If measles is - as you’d expect - spreading fast amongst under-vaccinated groups, the reasons behind that vaccine hesitancy might also delay approaching a GP or other medical professional, where a report of a notifiable disease could take place.
This of course would be very bad. If measles is spreading undetected, there’s not much that can be done to stop it (reminder R = 15 or so).
In support of #2, one could point to the last “jump” we saw in lab reported cases came a week or so before the jump in reports. Whatever mechanism is going on here (reporting mechanisms or timings etc), it seems that one might expect a larger jump in reports to come in not this week, but over the next few … when it can be dramatic.1
In support of #3, I have no support, expect the general rule that you should very much understand how a data sequence is generated (e.g., typical and variance in delays between collecting a sample and testing, how backlog numbers are dealt with, and so on.) UKHSA are warning on their NOIDS database of an issue with scarlet fever reporting, but not with measles. However, I only have a very little understanding of this, so there is indeed a chance that this jump to 140/week is an illusion, and in fact reflects not any underlying rise, but instead some reporting issues.
I doubt it though.
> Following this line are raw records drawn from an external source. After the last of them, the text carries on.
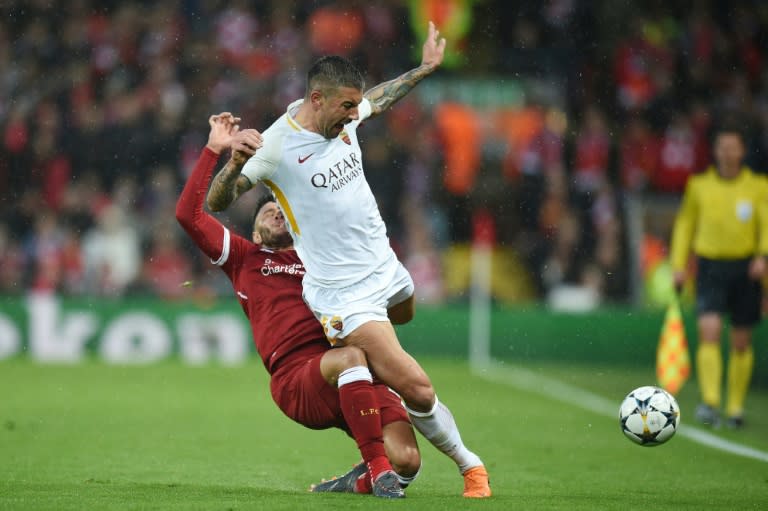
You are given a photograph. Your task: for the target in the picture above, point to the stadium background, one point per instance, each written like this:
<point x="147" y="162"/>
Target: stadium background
<point x="564" y="130"/>
<point x="560" y="130"/>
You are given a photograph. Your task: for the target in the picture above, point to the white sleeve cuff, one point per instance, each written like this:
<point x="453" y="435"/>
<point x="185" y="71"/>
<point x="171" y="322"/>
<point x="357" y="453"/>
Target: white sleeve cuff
<point x="224" y="250"/>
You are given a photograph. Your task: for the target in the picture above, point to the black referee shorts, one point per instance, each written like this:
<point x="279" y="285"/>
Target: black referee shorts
<point x="724" y="286"/>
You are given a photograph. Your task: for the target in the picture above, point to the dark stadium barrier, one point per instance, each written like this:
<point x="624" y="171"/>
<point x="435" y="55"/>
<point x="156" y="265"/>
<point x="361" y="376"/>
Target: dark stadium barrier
<point x="52" y="329"/>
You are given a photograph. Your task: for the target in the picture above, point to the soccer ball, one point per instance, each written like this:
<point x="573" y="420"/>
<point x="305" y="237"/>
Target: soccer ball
<point x="649" y="416"/>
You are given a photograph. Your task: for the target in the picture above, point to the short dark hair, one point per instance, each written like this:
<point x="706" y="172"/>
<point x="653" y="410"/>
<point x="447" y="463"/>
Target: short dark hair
<point x="332" y="72"/>
<point x="263" y="201"/>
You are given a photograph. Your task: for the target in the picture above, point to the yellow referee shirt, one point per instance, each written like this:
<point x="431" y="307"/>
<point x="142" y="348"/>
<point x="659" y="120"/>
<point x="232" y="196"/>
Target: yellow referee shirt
<point x="722" y="218"/>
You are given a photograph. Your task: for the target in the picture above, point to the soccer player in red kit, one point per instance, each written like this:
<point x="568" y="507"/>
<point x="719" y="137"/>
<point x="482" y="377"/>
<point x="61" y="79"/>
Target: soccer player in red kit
<point x="311" y="383"/>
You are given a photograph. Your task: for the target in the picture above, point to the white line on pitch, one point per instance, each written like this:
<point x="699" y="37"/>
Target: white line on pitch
<point x="526" y="379"/>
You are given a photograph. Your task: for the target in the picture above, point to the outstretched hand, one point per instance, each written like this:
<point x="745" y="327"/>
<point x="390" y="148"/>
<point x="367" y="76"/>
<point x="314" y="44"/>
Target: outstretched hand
<point x="223" y="128"/>
<point x="245" y="144"/>
<point x="434" y="48"/>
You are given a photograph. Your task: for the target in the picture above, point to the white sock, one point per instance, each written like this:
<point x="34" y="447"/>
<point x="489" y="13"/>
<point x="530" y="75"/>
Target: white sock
<point x="405" y="481"/>
<point x="439" y="427"/>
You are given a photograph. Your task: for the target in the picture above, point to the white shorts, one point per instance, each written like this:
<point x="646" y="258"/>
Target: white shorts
<point x="342" y="310"/>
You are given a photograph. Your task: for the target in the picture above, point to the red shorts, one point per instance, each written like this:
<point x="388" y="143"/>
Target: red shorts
<point x="301" y="392"/>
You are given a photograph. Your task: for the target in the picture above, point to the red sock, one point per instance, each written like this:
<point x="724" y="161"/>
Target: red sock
<point x="364" y="484"/>
<point x="361" y="411"/>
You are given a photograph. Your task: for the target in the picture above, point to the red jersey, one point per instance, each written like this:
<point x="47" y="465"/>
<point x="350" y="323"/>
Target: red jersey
<point x="267" y="283"/>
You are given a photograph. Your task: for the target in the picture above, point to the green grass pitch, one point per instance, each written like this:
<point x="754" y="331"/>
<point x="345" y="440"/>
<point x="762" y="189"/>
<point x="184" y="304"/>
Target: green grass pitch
<point x="169" y="436"/>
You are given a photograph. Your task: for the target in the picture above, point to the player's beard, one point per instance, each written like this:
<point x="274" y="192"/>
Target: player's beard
<point x="275" y="240"/>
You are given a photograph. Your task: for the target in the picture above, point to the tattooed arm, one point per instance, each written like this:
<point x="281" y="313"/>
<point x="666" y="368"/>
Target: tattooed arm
<point x="229" y="184"/>
<point x="386" y="94"/>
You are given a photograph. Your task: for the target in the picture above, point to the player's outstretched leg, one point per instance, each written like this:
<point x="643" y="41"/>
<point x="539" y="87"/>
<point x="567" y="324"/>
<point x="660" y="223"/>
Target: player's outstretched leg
<point x="348" y="483"/>
<point x="439" y="427"/>
<point x="358" y="480"/>
<point x="400" y="371"/>
<point x="387" y="486"/>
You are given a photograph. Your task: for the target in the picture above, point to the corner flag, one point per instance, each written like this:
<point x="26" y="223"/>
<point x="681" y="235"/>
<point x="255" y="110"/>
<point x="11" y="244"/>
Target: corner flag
<point x="673" y="362"/>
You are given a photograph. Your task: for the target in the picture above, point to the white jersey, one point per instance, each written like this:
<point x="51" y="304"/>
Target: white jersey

If it is, I’d really like UKHSA to spell it out.
As a result, my money would be on some combination of #1 and #2. But I am honestly not too concerned with what the statutory notification numbers do in their own right: only about a fifth or sixth of them really turn out to measles.
What we should care about is the lab-confirmed number and what it does next.
If it continues to rise, then we are experiencing simultaneously:
a) The inevitable consequences of our actions, and
b) Some bad luck.
The inevitable part comes from allowing MMR rates to sink the level they are at now, particularly in large cities and particularly in London.
These kind of rates mean a significant measles outbreak - one large enough to damage the health of many people (including measles’ nasty trick of wiping out immune memory, which is something to watch with COVID around everywhere, and a combination of vaccination and prior immunity keeping it in check). Also large enough for measles’ other charming trick, which is to kill kids. It has a age-fatality rate profile that goes the other way round to COVID’s: it’s much worse for young children
The bad luck part is that inevitable consequence is happening already. Rates have been declining for a while, but the last time we had pockets anything like this (after the Wakefield fraud in 1998), we had 14 years before the Swansea outbreak in 2021. Timings are difficult to match, but it looks as though we have barely had half that time.
Whether this breaks out to a larger scale or not, if you are in any doubt at all as to whether you or anyone in your family are up to date on your measles vaccine, it is very, very worth going to your GP for advice.
I’ll leave it with the footnotes on the UKHSA’s time series of cases and deaths from measles 1940-2020, where they go into depth on the twenty or so measles deaths recorded in the UK from 2000-2020.
Visually, it looks like these datasets could also be consistent with a 6 week delay between the two reads. I don’t think these are plausible dynamics. First, it would imply that for the first time, there were zero false reports of measles in December 2023, and they were all real. More fundamentally, a measles PCR test has a 3 day turnaround, and I can’t see how it could be acceptable to have such a long delay in logging a notifiable disease.